Just like Salsa Xnipec, Salsa Cruda or Guacamole, Sikil Paak’s main role is as a “table sauce”, one which is set out automatically at street food stands and in restaurants and market fondas, to accompany more or less anything you are eating. In this case, it is served at room temperature and its texture will be quite thick. It is lovely on its own, with some totopos or tortilla chips; it can also be spooned into a torta or a taco, spread over a tostada, dolloped into soup or rice, smeared over a grilled chicken breast or fish fillet. If it is to be used more unusually as a proper “sauce”, it is thinned down with water or stock and heated gently. In my opinion, the sparkling, toasty, fruity flavours come through much better when it has not seen the inside of a saucepan!
A Yucatecan cook is bound to include a hot habanero chilli but for those of us with a less tolerant palate, something milder works perfectly well, particularly since the chilli is roasted which enhances its heat. As for the naranja agria, I use Seville oranges when they are in season, or a mixture of orange and lime juices, as in the recipe below.
Yucatecan Pumpkin Seed Sauce – Sikil Paak
150 g/5 oz hulled pumpkin seeds
25 g/1 oz green chillies, as mild or as hot as you like
75 g/3 oz red onions, peeled and quartered
275 g/10 oz tomatoes, halved
125 ml/4 fl oz/1/2 cup fresh orange juice, about1 large orange
Fresh lime juice to taste (1 to 2 limes depending on size)
25 g/1 oz fresh coriander/cilantro
Sea salt and freshly ground black pepper
Hot corn tortillas or tortilla chips to serve
Toast the pumpkin seeds in a heavy frying pan over medium heat, stirring regularly, until they start to pop and turn a light gold. Be careful not to overcook them as they will be bitter. Set aside to cool. Keep one tablespoon of seeds as garnish and grind the remainder in a food processor.

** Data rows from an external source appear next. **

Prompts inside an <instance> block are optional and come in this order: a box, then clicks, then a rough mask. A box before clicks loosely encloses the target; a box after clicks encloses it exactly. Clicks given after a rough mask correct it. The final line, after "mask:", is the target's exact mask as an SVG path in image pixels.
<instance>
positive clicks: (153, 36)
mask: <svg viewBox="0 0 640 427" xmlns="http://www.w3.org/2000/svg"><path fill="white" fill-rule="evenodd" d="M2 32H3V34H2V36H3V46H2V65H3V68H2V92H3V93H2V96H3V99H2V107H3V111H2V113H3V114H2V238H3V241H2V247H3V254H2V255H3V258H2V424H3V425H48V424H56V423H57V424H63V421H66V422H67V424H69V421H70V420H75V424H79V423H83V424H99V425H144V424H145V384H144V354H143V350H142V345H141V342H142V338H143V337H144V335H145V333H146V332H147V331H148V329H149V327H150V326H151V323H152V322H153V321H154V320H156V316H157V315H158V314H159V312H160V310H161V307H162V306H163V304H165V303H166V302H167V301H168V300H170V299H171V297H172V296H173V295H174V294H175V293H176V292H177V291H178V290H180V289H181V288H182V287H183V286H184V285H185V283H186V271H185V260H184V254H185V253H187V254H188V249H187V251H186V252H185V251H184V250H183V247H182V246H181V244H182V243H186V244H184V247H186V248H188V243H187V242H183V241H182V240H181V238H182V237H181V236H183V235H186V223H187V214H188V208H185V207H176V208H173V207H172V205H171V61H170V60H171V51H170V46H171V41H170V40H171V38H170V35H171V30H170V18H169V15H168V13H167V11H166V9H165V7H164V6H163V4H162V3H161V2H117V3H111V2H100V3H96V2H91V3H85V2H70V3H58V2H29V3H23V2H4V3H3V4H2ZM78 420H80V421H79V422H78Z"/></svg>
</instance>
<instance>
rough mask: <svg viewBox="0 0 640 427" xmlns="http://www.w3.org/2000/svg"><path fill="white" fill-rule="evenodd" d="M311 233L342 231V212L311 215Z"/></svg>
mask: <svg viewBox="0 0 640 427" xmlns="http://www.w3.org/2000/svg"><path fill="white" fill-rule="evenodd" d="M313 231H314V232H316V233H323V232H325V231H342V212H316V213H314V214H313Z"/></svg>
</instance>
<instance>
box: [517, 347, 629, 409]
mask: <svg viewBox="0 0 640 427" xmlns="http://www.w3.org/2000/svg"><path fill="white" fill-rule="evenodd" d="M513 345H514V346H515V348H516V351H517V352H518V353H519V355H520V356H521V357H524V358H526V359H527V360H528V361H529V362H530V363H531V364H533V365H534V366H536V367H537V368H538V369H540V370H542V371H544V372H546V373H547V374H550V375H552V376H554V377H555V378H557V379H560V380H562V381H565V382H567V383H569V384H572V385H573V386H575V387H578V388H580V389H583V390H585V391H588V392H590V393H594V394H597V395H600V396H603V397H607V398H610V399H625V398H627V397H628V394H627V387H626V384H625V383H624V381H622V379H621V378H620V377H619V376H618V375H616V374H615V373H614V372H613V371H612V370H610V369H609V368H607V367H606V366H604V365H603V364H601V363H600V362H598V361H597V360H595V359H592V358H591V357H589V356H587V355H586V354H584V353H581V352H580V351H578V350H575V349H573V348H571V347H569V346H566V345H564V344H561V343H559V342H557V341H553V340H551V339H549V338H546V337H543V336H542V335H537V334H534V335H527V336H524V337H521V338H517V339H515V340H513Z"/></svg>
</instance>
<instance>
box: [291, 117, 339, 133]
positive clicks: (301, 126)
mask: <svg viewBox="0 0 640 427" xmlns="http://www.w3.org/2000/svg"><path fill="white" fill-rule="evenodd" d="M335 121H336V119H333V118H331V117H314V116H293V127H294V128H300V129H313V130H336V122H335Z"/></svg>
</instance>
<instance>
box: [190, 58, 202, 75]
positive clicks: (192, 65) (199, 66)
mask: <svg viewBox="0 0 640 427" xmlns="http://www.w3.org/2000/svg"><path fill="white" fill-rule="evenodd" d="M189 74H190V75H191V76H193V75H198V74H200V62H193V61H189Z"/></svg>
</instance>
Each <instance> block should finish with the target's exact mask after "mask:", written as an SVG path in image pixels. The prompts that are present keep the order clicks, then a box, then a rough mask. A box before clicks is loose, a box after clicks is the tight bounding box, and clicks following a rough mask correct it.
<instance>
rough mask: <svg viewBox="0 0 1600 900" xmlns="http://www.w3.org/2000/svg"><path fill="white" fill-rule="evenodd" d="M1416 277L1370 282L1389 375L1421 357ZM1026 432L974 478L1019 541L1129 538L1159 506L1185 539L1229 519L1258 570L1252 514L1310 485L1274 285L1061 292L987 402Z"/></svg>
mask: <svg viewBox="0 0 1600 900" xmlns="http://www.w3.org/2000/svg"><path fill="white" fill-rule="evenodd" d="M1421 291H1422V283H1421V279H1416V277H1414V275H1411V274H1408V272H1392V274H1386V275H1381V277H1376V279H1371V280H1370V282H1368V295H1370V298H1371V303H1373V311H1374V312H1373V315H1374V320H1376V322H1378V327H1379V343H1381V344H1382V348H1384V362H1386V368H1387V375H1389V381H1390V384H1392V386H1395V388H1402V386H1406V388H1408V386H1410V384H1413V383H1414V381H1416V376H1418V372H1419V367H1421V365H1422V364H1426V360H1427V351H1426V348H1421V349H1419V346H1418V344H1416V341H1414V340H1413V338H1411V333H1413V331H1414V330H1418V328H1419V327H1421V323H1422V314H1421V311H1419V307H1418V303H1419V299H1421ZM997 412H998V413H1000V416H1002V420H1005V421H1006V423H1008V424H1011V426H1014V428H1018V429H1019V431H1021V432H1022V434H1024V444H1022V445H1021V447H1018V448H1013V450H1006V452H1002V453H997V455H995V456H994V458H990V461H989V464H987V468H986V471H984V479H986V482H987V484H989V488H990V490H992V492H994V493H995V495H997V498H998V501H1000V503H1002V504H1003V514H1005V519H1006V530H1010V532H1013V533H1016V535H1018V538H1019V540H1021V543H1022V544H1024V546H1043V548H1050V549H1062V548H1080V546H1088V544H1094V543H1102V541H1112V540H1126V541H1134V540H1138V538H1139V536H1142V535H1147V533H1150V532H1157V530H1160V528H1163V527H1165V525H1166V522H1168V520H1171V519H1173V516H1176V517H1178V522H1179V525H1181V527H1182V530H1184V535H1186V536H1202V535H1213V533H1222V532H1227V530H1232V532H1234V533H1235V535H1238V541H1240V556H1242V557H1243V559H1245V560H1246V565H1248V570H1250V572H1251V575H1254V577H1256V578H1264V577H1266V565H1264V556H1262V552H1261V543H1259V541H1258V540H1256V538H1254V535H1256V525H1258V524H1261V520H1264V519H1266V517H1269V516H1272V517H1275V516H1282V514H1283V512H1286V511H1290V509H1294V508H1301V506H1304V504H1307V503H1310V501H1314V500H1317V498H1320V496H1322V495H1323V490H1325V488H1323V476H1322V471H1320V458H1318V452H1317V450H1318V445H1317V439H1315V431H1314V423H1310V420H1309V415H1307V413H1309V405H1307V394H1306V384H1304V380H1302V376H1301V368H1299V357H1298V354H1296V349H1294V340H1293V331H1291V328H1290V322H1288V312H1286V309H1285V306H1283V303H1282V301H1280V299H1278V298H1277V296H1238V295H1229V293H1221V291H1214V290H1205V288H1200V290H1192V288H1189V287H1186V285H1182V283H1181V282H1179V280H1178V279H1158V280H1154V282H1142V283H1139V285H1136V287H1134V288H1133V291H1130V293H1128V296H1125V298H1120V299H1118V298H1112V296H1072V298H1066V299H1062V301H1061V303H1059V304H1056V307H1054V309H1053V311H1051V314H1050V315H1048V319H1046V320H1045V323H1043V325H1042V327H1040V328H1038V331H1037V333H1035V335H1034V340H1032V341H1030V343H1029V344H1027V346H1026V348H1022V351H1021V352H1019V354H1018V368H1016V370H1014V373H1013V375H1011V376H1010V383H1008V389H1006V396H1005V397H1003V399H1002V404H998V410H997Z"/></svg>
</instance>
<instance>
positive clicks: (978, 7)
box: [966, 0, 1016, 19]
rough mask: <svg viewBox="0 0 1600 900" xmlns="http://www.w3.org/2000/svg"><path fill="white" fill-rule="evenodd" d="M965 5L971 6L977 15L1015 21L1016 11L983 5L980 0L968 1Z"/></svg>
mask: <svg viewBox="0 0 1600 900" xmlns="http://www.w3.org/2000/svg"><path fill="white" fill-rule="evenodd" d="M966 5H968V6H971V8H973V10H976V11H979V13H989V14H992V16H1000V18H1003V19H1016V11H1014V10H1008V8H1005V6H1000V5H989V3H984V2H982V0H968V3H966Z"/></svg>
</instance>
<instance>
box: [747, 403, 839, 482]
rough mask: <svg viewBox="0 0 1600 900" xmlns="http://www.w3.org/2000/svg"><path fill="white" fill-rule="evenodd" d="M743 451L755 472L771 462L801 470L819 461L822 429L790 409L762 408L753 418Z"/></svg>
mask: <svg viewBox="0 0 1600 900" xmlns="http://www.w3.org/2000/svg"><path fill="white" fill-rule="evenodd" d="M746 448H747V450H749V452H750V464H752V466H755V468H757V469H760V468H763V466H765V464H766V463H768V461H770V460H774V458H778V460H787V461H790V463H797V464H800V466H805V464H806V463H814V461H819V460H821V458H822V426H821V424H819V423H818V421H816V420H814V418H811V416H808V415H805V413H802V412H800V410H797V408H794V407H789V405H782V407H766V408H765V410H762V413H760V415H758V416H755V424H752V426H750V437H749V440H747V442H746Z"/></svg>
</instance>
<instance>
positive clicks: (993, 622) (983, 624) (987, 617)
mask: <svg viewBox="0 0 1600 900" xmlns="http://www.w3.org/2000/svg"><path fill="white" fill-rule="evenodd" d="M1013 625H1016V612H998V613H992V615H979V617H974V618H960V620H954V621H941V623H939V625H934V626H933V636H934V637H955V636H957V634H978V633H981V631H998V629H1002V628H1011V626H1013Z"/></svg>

Heat the grill to high. Line the grill pan with foil and arrange the chillies, onions and tomatoes on it, cut side up. Grill 10 cm/4 in from the heat for about 20 minutes, turning the chillies and onions as necessary, until lightly charred; if the chillies or onions are ready before the tomatoes, transfer them to a plate while the tomatoes finish cooking. Cool the chillies slightly then remove the stems and scrape out the seeds (or leave them in if you want more heat). Add them along with the onions, tomatoes and any juices to the pumpkin seeds in the food processor.
Blend the vegetables, seeds, orange juice and about two tablespoons of lime juice with some seasoning until relatively smooth. Taste and squeeze in more lime if the sweetness of the orange needs balancing. If the Sikil-Paak is rather thick and heavy, pour in a bit of water – the texture needs to be soft but not sloppy. Add the coriander and blend again just long enough to chop it coarsely. Check the seasoning.
The sauce will keep in the refrigerator for a day at the most; after that it tends to lose its sparkle.
Spread over warm tortillas and roll into a taco or serve with tortilla chips.